La pièce était une chambre d’enfant, parfaitement figée dans le temps, avec des murs jaune pâle, des rideaux blancs et des étagères remplies de livres d’images. Une minuscule paire de chaussures rouges était posée près de l’armoire, et des peluches étaient disposées sur le lit, attendant fidèlement un enfant qui ne reviendrait jamais. Sur l’oreiller reposait un autre lapin en bois, non pas celui ébréché de la bibliothèque, mais un second, plus neuf et intact.
Arthur le fixa comme s’il avait été frappé par la foudre. Mme Gordon poussa un cri derrière eux dans le couloir.
« Ce n’était pas là », murmura-t-elle terrifiée.
Arthur se tourna lentement.
« Quoi ? »
Le visage de Mme Gordon était devenu blanc comme un drap.
« Ce lapin, il n’était pas sur l’oreiller lorsque j’ai verrouillé cette chambre », insista-t-elle.
Maya sentit le froid se répandre dans son corps tandis qu’Arthur s’approchait du lit et ramassait le jouet. Un morceau de papier plié était attaché autour de son cou avec un ruban rose, et ses doigts se raidissaient.
« Esther ne savait pas écrire », dit-il, la voix tremblante.
Personne ne lui répondit.
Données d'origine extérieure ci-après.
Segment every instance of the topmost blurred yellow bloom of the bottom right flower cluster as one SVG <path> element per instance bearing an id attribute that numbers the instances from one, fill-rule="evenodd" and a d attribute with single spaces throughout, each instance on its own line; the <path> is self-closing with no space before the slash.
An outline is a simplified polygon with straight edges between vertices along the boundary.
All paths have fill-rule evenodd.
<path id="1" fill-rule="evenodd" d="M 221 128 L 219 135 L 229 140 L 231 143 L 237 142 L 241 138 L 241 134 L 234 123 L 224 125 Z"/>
Il détacha le ruban et ouvrit le mot, et Maya vit la couleur quitter instantanément son visage.
« Qu’est-ce que ça dit ? » demanda-t-elle.
Arthur lut les mots une fois, puis encore, et lorsqu’il parla enfin, sa voix semblait à peine humaine.
« Ça dit : ‘Papa, je t’ai attendu’ », révéla-t-il.
Mme Gordon se signa sur le seuil et le cœur de Maya tambourina dans sa poitrine. Arthur leva les yeux, ses yeux brûlants de choc, de chagrin et de quelque chose de bien plus dangereux : de l’espoir. Puis, quelque part au fond de la pièce, une boîte à musique se mit à jouer toute seule, une mélodie délicate et brisée emplissant l’air.
Maya la reconnut instantanément, la même berceuse qu’elle avait chantée dans le bureau. Arthur se tourna vers la penderie, la porte était ouverte d’un centimètre, et, de l’obscurité à l’intérieur, vint le son doux et inimitable d’un enfant qui riait.